Coming back passed quickly. Hilário and Piedade kept almost complete silence, neglecting to even mention their 1960 button football championship that Hilário had talked so much about in the last few days. In the back seat, Berenice and Eliseu whispered, fighting over the last chocolate. When they reached the building, Piedade was the first to hurry out of the car.
“It was nice to see you again,,” Hilário said, but Piedade just nodded. “Berenice, see you next Wednesday?”
“Yeah.” Berenice ran after her mother, sticking her tongue out when Eliseu waved at her.
Piedade took her daughter by the hand, and didn’t look back.
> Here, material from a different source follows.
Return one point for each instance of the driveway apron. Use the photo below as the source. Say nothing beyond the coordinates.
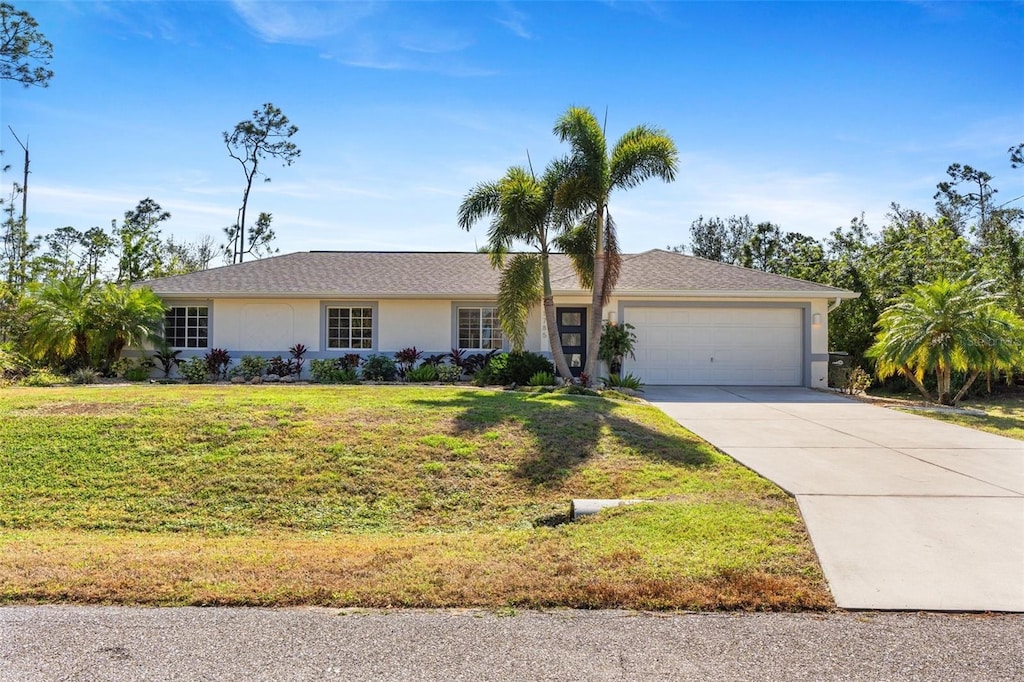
(905, 512)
Inside the beige Beetle, Hilário da Costa buried his face in his hands, his forehead touching the wheel, and he cried like he hadn’t cried in years. Tears washed his cheeks, and his chest contracted, releasing sobs long buried within.
He had not cried at Cora’s funeral. He had not cried seeing her emaciated face in the coffin. He had not cried during her illness, believing every day that even their pain would end. Hilário sobbed even louder, incapable of explaining to his son.
“Ajé, dad,” Eliseu said, confused but hugging him as tight as he could. “Ajé.”